Ho affascinato molte persone, vivendo in questo modo, ma le stesse che ho
affascinato le ho anche mortalmente spaventate. La maledizione della bruttezza
e della solitudine calò su di me come un velo di oscurità. Suppongo che alcuni
anni della propria vita non andrebbero vissuti così, ma non ne ho conosciuto
altri. Adesso, che corro dietro a tirocini e contratti stagionali, risparmio
per gli stage, ripenso a quell’epoca con mutata tenerezza. E’ tutta colpa della
Ragione, di quel positivistico istinto umano nello scindere percepito e reale. Io
non voglio essere scissa dal mondo e da me ed a questo punto mi metto a
canticchiare la canzone di Gaber, La libertà. Libertà è partecipazione.
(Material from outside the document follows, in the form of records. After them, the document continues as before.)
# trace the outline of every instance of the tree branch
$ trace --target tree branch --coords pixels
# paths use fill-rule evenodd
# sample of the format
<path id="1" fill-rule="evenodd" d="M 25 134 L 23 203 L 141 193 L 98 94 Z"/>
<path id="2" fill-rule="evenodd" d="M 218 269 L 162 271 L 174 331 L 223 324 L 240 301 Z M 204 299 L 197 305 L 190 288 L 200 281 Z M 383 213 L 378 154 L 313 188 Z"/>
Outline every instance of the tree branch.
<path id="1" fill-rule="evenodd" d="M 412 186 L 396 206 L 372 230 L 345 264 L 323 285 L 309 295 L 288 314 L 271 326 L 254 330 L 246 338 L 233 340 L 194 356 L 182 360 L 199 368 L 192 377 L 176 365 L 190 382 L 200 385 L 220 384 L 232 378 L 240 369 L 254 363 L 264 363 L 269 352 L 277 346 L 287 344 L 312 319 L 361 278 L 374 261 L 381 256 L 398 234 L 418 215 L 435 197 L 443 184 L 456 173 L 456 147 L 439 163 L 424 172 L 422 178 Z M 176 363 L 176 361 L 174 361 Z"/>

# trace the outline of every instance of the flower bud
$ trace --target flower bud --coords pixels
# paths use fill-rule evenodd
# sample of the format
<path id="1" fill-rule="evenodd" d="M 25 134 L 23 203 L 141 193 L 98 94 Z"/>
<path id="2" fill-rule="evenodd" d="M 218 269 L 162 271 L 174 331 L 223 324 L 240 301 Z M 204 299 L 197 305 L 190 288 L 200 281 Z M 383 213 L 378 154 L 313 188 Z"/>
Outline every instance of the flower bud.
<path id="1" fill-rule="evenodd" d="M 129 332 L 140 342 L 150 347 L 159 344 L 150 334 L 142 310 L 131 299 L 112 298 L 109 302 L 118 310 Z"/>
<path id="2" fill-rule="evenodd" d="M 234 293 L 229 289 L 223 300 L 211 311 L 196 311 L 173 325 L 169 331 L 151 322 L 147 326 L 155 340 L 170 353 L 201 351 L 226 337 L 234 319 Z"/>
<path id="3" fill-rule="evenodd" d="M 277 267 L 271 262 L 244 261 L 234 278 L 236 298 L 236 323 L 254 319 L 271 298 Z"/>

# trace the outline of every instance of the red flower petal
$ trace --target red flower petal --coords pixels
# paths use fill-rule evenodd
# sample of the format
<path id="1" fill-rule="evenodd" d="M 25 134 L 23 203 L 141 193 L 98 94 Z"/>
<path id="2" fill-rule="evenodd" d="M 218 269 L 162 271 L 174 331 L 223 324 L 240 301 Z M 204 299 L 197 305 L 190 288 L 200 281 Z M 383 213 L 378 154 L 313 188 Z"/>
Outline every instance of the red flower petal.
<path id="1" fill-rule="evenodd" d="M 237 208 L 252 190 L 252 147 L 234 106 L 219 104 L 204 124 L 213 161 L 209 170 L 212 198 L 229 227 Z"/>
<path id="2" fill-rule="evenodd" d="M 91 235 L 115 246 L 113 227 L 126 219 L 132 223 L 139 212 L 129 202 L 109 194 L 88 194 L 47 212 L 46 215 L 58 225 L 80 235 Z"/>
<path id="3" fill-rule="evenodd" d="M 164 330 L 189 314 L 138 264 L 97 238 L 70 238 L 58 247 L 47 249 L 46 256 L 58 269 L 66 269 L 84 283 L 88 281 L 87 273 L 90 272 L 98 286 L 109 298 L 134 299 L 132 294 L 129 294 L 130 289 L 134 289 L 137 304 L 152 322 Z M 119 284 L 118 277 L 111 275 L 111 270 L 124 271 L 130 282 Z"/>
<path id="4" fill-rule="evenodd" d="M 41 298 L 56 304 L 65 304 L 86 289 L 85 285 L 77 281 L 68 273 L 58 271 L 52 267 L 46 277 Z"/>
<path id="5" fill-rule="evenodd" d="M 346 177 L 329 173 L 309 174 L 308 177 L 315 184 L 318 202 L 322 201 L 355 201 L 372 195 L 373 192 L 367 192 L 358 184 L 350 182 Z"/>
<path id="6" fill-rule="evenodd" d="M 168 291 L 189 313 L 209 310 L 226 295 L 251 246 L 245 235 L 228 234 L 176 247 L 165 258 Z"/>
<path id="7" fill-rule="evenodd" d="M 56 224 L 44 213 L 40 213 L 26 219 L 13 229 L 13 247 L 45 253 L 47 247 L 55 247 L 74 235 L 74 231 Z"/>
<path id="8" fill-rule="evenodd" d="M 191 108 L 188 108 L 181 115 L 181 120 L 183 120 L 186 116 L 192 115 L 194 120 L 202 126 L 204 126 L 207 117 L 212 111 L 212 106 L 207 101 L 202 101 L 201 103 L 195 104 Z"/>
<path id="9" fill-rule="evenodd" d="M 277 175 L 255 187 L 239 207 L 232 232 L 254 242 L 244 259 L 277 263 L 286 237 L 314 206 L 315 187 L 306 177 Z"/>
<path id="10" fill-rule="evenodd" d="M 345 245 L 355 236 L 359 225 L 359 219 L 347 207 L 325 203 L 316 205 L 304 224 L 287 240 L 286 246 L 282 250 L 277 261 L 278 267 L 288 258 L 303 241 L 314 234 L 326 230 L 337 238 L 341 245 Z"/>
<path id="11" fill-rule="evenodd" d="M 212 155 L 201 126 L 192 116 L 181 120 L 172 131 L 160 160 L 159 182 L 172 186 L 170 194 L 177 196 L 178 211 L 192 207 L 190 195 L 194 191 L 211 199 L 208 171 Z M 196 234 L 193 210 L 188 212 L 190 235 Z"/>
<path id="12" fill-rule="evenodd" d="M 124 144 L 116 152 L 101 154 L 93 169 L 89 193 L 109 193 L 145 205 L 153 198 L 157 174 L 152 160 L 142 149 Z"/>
Sono quasi arrivata a casa.
Devo ammettere di essere fatta di pensiero. E di pensare
molto a me stessa. Non per tutto il tempo o tutti i giorni, ma spesso, ma è
inevitabile: conosco bene me stessa, l’umanità meno, pensandovi sono presa dai
dubbi ed il ragionamento si inceppa facilmente. Conosco bene me stessa, sì, ma
per quel che riguarda i pensieri, dei quali sono ben consapevole. Anche mio
padre parla spesso di sé, comunque include una moltitudine di persone in questo
suo racconto. I suoi genitori, i suoi nonni, i suoi vecchi compagni di scuola,
i suoi colleghi. Tutte queste persone gli hanno fatto qualcosa per cui egli si
sente sempre in relazione con loro e si intaglia di fronte ai miei occhi come
una persona differente. Ed io a volte gli lascio intendere che vorrei
chiedergli: cessa questa tua battaglia di senso! Quanta polvere abbiamo sugli
occhi a causa di queste diatribe. Chi giungerà vicino a noi se trucideremo
ognuno? Chiedendoglielo lui si placa. Non lo dichiara apertamente, ma comincia
ad adularmi ed a complimentarsi con me, senza un reale motivo, soltanto perché
da un momento all’altro si è messo a guardarmi ed a pensare a quello che sono
ed a quello che faccio. Io capisco che è in pace ed allora mi sorgono nuove
domande: chi sono io? Tu che mi lodi, tu che mi ami, tu che non mi fai sentire
sola, dimmi di che materia sono fatta e rivelami la mia identità. Mio padre,
come un Dio, non risponde. Non ancora. Alcune risposte arrivano con il sogno.
Stanotte ha piovuto molto. Tutte le strade sono ancora
bagnate. Sale un vapore appena percettibile che ha fatto lievitare il sole
lieve. Questa mattina presto abbiamo avuto una vera e propria tempesta. Mi ha
svegliata e sono rimasta nel letto a sbirciare l’agitarsi dell’acqua che
impregnava l’aria vorticosa, attraverso la finestra. La luce dei lampioni era
maculata e sinistra. Ora la città è tranquilla e lavata, in molti si aggirano
per le strade che questa notte erano vuote.